Кому-то март приходится впотьмах,
и топотал, как бобчинский какой-то,
и, кажется, уже в окно стучал.
Я жил трудом и умирал трудом.
Найди на них управу, управдом!
в ответ не понимая ни аза.
Когда-нибудь нам будет шестьдесят,
чем дети занимаются в тумане,
и белый снег, особенно в глаза.
Где далека любимая близка,
но, кажется, и здесь уже искал.
несите сыра и вина!
В четвёртый перепутали подъезд,
не голуби, но почему — не помню,
и с настоящим прошлая верна.
Кому пора и за окном черно.
На утро не осталось ничего.
2006
* * *
…И рот набив молчаньем, как халвой,
плыть наобум, к Охотному причалить,
где Фёдоров стоит первопечальник,
где Фёдоров с тяжёлой головой
чугунной на плечах. Где он стоит,
а в вышине архангелы кружили,
и солнце вылетало на пружине
и ледяные било хрустали.
Там, Фёдоров, архангелы кружат
с “Апостолом” твоим великолепным
в руках, и над Москвой кривоколенной
с безудержным молчанием в ушах.
И только ты никак не замолчи.
Там в вышине и с клёкотом сокольим
летят твои слова. И высоко им.
И не твои. И неизвестно чьи…
2005
* * *
Я так боюсь, что наша жизнь — не сон,
что тяжела земля и воздух труден,
что город многоглав и многотрубен,
и сладок дым, и ветром унесён.
Я так боюсь, что это всё всерьёз:
мы живы, мы больны, нас лихорадит,
и копошится до утра в тетради
некрупных слов бездумное зверьё.
И я не знаю, как мне написать:
проходят дни за днями, дни за днями…
Послушай, всё взаправду, и над нами
созвездия без устали висят!
И вот опять, и неизвестно кто
заводит солнца страшную шарманку,
и лихачи летят на Якиманку,
и мы с тобой гуляем без пальто.
И каждый поворот непоправим,
и ничего-то не суметь сберечь нам,
и мы себе идём Замоскворечьем
и глупости смешные говорим…
2005
* * *
Гром не гремел, или совсем оглох.
Знали число “пи” до двадцать восьмого знака.

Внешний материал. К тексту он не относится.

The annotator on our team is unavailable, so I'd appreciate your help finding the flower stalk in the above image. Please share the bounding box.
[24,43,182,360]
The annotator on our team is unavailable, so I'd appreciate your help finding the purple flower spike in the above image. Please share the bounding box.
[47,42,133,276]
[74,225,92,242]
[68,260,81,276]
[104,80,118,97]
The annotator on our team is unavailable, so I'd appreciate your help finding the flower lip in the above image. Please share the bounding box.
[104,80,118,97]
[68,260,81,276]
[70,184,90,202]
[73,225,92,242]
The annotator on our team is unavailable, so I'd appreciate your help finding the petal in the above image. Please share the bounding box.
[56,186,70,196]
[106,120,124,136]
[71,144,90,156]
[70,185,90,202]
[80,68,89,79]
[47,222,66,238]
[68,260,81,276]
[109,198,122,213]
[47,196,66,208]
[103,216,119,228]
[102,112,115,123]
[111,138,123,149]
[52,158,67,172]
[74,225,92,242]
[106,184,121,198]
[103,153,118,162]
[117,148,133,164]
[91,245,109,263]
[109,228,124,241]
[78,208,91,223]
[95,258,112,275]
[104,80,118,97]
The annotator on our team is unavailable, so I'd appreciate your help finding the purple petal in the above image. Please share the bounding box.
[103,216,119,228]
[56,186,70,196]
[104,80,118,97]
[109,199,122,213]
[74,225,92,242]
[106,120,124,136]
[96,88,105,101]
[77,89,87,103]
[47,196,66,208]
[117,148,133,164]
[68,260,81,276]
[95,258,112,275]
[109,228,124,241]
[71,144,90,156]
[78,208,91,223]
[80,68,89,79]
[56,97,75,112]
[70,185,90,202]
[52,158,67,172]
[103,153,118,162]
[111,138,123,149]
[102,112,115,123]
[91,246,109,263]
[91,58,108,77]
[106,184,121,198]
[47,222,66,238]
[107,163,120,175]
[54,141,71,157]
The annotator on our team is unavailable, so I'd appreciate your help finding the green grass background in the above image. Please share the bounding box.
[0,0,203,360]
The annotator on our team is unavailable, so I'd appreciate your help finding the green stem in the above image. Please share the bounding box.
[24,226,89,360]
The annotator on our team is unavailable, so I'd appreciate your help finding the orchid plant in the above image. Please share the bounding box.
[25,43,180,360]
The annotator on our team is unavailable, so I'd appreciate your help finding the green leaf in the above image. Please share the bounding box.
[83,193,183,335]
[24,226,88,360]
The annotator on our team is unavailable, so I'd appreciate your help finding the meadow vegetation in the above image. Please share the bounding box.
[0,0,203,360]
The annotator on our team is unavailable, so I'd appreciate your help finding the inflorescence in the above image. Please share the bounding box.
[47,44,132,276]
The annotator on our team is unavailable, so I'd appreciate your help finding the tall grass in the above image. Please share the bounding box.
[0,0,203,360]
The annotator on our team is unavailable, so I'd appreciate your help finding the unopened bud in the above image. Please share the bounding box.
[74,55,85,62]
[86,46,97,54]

Даже больше, но тоже не помогло.
Чада твои, кухонный чад, исчадья —
всей землёй к небесам запишемся на приём.
Для того и сердце без подписи, но с печатью,
что опять как маленькие ревём.
Нам, насекаемым, правильно, насекомым —
быстрая смерть на острие стрижа.
И заливает закат соком своим свекольным,
как горячей водой с третьего этажа.
То ли небо вослед за нами, как побирушка,
то ли нам до него не дожить никак.
Там у плиты, у окна, и стрижи над тобою кружат,
так и стоишь и держишь огонь в руках.